If you read this site regularly, then you know how adamant I am about quarterback being the most important position not just in football, but also team sports overall.

Indeed, it’s all about the quarterback. If a team has a good one, then it has a good chance. And if it doesn’t, then it doesn’t.

Like any team, then, there is no other way about it in that the Browns need a good quarterback to finally get past the place they’ve already been five times before, to the doorstep of the Super Bowl at the conference championship game, and make it to the Super Bowl, and ultimately to win it.

If the Browns’ deep thinkers — owners Dee and Jimmy Haslam, General Manager Andrew Berry and head coach Kevin Stefanski — think that Baker Mayfield is not the guy to get them there, then, by all means, they need to make a change and find the guy who they think can do it. That’s their job. It’s what they’ve been hired to do. The end-game is to win it all, and if a team isn’t in it to do that, then it is wasting its time.

That much, I get, even though I still believe a healthy Mayfield is that guy. We can debate that some other time. Now is not that time because that ship has already sailed.

It’s just that I don’t want the alternative to be Deshaun Watson. Under no circumstances whatsoever — forever, period — do I want him.
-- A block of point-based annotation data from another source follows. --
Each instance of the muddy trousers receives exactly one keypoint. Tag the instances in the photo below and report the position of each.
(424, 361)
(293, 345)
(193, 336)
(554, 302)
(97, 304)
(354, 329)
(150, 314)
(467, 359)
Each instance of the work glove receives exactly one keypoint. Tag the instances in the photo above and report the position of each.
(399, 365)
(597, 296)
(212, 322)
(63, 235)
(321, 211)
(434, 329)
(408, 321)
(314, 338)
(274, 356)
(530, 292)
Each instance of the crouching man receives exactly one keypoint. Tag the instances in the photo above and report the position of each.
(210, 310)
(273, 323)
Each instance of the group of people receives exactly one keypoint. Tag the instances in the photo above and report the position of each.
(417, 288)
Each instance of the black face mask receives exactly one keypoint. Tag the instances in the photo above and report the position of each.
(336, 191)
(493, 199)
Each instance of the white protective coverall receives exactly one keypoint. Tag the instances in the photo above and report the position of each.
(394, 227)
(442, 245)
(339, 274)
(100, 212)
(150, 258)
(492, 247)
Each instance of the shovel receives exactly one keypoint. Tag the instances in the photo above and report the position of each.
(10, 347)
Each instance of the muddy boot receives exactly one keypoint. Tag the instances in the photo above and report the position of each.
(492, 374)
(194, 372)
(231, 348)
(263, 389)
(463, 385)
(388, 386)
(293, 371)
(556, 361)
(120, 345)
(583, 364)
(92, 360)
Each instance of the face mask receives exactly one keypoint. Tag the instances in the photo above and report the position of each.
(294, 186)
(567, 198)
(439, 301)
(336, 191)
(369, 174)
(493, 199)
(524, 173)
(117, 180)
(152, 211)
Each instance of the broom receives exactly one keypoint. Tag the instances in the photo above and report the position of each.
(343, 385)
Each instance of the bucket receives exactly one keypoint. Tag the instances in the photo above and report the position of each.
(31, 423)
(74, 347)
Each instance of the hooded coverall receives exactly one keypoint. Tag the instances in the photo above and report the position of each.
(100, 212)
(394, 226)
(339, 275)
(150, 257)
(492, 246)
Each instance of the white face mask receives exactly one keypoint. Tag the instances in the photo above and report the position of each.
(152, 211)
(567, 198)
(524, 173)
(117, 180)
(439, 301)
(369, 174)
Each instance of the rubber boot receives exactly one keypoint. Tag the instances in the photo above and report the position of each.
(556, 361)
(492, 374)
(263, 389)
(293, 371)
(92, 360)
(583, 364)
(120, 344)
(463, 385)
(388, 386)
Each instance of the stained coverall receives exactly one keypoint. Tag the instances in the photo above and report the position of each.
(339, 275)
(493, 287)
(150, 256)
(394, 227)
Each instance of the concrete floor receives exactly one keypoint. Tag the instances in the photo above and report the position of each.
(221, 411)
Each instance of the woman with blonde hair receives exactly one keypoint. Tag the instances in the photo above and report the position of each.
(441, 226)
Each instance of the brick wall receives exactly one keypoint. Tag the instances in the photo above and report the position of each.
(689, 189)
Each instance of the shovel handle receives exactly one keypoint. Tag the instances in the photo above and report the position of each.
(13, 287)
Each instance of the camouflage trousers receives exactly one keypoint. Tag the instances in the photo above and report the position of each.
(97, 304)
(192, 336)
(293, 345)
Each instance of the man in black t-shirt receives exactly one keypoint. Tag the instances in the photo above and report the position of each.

From a quarterbacking standpoint, I think he’s one of the top ones in the game. I just don’t like Deshaun Watson, the person, or at least the person he appears to be with 22 women ready to sack him with civil lawsuits over claims that he sexually assaulted them.

Nothing — not even a shot at a Super Bowl — is worth doing what they’ve done. Common sense tells you that it appears as if he may well be in huge trouble. But even just the fact the Browns are willing to roll the dice with someone who, at least in the court of public opinion, has that stigma and will forever have it, no matter what happens from here, is enough to make them accomplices of sorts. Indeed, by trading for Watson, they are condoning his behavior.

It’s not just a bad look. It’s a horrible look, for perception is 90 percent of reality.

He will be the face of their franchise going forward, and if he’s found guilty in just one of these civil cases, what does it say about that picture, and what the Browns stand for, or don’t?

Instead of putting their integrity and reputation at risk, the Browns just should have drafted better.

But because they didn’t, they have to cut corners. And these are not corners that I, and I think a lot of other people are — willing to cut.